Ce rituel est une forme de méditation olfactive, où le silence et l’écoute sont rois. La cérémonie consiste en un ensemble de gestes précis, d’une grande sobriété, orchestrés par un maître spécialisé. La pièce est préparée avec rigueur, l’atmosphère exemptée de toute autre odeur, chaque élément est choisi pour nourrir la concentration et l’éveil intérieur. Le brûle-encens est constitué de cendres tamisées sur lesquelles repose le charbon, lui-même soigneusement incisé en formes évoquant les cinq éléments naturels. Ce détail méticuleux symbolise l’harmonie de l’univers entier dans cette pratique.
Parmi les multiples facettes du kōdō, les jeux olfactifs tiennent une place centrale. Ils stimulent la mémoire, la reconnaissance et la sensibilité au travers d’épreuves ludiques mais exigeantes.

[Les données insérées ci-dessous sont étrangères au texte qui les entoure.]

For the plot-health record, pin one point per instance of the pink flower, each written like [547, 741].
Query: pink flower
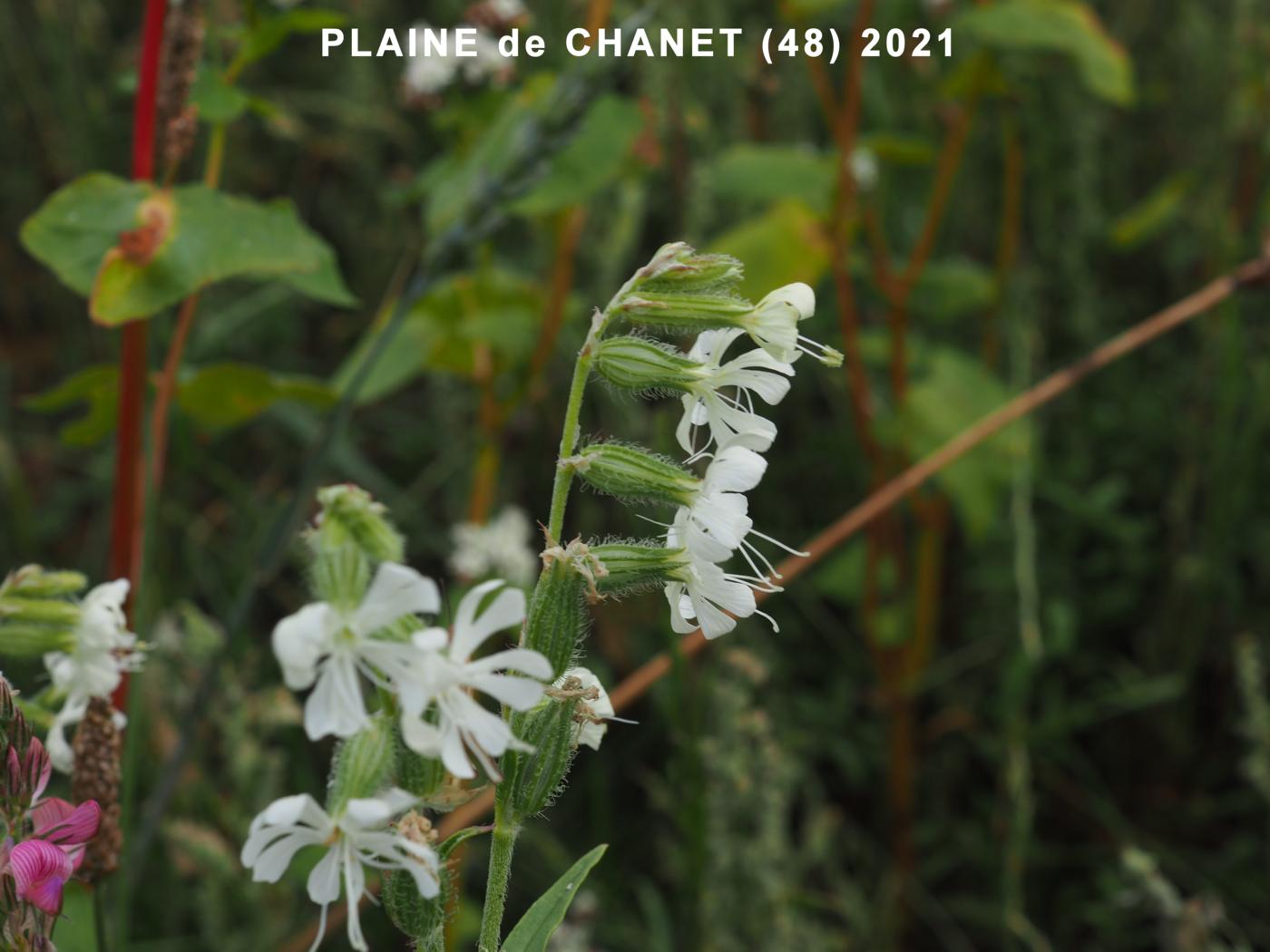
[66, 827]
[40, 871]
[42, 865]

Le Genji-kō, par exemple, tire son nom du célèbre roman de Murasaki Shikibu et demande aux participants de deviner l’origine et la qualité de différentes senteurs dans un silence quasi sacré.
- Méditation olfactive et voie spirituelle
- Gestes codifiés et encens hautement ritualisés
- Jeux olfactifs : défi sensoriel et intellectuel
- Cérémonie en silence et espace sans odeur parasite
- Symbolique des cinq éléments dans la préparation
Élément | Symbole | Rôle dans le kōdō |
---|---|---|
Bois | Nature et vivacité | Source de la senteur, essence physique |
Feu (charbon) | Transformation et chaleur | Développement de l’arôme |
Terre (cendres) | Stabilité et support | Maintien du charbon |
Air | Propagation et inspiration | Sensibilité à l’odeur |
Espace | Silence et vide | Concentration et méditation |
Ce qu’il en reste aujourd’hui au Japon
De nos jours, le kōdō reste un art rare et réservé à une élite, tant en raison de la complexité de son apprentissage que du coût des bois d’encens précieux. Maîtriser cette pratique demande souvent plusieurs décennies, sous la tutelle de maîtres émérites assurant la transmission rigoureuse du savoir. Malgré sa rareté, le kōdō continue d’être célébré au Japon, symbole d’une culture raffinée où la sensorialité s’inscrit dans un cadre historique et philosophique.
Les vertus spirituelles de l’encens dans le kōdō ne se limitent pas à la simple appréciation olfactive : purification de l’esprit, aiguillage des sens, lutte contre la solitude intérieure, et stimulation de l’intellect en sont des composantes essentielles. L’art du kōdō propose une expérience méditative profonde, un moment rare où l’individu, en silence, renouvelle son lien avec lui-même et les autres.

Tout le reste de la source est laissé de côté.